Like the sparkfun rgb buttonpads (the tinct uses sparkfun rgb buttonpad membranes), header pins are provided for column/row decoding of buttonpresses , while diodes provide descrete buttonpresses. The idc connector allows the buttonpads to be tied together without the nasty cabling/wiring that you might be famliar with on an arduino, however at the cost of redundant wiring.


The 5940 communicates with the arduino via spi, and when connected as an Octinct the 5940's are chained together, one output going to anothers input. This is done on the arduino side, as all Tinct buttonpads are identical. The 5940's are not by nature rgb, they are considered grayscale drivers, so 3 transistors are located on the buttonpad allowing each color channel to be activated or deactivated, for the sake of the 5940 only a single color channel should be activated at any given time.

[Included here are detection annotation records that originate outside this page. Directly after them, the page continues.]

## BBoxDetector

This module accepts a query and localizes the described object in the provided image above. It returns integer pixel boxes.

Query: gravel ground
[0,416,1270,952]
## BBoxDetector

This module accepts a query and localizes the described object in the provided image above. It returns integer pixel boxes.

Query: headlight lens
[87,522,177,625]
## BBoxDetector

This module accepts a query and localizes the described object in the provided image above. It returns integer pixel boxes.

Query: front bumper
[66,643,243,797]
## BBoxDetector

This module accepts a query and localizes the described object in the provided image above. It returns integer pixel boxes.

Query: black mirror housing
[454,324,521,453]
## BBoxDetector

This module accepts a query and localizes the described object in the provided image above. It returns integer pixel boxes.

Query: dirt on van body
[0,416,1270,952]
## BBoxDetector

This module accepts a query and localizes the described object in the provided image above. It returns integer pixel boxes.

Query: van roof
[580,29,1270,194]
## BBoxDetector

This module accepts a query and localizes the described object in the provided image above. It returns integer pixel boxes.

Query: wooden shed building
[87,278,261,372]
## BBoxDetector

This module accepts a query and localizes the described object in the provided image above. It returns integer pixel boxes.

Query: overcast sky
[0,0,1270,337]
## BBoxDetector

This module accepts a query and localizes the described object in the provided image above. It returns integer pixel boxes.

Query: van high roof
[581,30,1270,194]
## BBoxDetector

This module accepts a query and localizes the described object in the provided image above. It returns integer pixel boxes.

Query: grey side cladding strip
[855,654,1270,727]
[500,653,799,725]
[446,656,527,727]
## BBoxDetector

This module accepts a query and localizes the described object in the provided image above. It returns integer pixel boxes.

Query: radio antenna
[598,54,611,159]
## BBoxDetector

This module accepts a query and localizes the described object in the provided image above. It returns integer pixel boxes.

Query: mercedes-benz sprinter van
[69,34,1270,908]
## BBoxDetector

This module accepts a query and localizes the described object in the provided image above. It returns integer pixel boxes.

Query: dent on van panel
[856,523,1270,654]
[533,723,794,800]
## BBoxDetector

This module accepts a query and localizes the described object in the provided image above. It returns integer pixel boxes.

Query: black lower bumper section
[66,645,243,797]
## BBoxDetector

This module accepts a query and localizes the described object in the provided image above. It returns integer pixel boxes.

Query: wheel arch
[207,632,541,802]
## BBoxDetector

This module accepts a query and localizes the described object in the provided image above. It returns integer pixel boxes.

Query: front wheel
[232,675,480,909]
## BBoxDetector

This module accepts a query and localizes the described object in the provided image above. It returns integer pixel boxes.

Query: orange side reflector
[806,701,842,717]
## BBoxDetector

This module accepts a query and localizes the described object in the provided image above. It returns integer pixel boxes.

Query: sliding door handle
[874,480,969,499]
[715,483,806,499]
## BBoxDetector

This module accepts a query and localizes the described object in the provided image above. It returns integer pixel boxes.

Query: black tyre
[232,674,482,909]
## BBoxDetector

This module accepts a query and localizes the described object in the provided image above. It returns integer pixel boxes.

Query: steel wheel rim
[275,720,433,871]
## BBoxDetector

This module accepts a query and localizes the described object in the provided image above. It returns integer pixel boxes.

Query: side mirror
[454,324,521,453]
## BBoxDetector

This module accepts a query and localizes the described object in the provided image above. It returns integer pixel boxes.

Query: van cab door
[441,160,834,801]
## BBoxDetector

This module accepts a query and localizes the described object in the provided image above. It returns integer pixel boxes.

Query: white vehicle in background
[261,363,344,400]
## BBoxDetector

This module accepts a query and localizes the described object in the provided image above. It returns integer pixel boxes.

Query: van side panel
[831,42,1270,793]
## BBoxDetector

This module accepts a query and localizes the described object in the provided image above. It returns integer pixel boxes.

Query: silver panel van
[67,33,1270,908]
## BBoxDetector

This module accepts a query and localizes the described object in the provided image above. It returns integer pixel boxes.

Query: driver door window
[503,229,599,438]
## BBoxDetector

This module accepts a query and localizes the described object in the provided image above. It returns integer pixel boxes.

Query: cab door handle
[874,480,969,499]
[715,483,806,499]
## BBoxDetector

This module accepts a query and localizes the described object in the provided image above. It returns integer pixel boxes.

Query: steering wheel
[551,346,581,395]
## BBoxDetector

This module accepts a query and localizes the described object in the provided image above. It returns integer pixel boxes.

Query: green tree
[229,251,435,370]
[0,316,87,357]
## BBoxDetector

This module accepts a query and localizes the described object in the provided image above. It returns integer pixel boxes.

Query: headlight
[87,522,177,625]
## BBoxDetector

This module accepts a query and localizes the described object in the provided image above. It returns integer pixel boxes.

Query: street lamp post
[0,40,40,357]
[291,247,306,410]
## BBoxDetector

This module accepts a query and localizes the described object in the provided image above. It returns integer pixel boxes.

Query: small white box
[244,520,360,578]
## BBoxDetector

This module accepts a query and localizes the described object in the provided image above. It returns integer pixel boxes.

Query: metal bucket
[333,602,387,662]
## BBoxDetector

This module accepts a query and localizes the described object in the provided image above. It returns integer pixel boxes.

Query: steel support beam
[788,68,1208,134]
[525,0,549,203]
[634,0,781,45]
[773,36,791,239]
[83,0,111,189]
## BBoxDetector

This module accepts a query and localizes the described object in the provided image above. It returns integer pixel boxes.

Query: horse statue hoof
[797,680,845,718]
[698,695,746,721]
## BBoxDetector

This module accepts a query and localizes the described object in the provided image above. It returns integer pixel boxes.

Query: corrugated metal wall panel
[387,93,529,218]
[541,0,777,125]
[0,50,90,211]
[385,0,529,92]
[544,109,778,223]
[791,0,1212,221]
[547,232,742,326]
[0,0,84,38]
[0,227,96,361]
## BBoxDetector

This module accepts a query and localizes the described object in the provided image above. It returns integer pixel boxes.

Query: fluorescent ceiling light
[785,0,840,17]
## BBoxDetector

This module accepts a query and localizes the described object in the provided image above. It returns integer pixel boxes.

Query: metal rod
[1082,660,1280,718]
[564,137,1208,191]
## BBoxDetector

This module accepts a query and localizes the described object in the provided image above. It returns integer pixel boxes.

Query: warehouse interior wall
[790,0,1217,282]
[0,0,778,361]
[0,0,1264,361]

The Octinct controller bridges the Tinct buttonpads together, routing spi data as appropriate. It also incorporates 2 shift registers like the arduinome/monome to decode the buttonpresses. Because 2 of the Tinct boards are rotated on the Octinct, the button column/row pinout to each idc connector changes quite a bit. The Octinct controller houses the 12 transistor base resistors, controlling the amount of current used to turn on/off a color channel. The heavy version also has a breakout connector for applying outside regulated current should you chose to run your Octinct on current beyond the arduino's onboard regulator.


Putting it all together you have a control shield that sits on top of an arduino, from there 4 idc cables attach to 4 Tinct buttonpads ... which gives you ... drumroll an Octinct (let's just say the Oct means 8 rows/columns).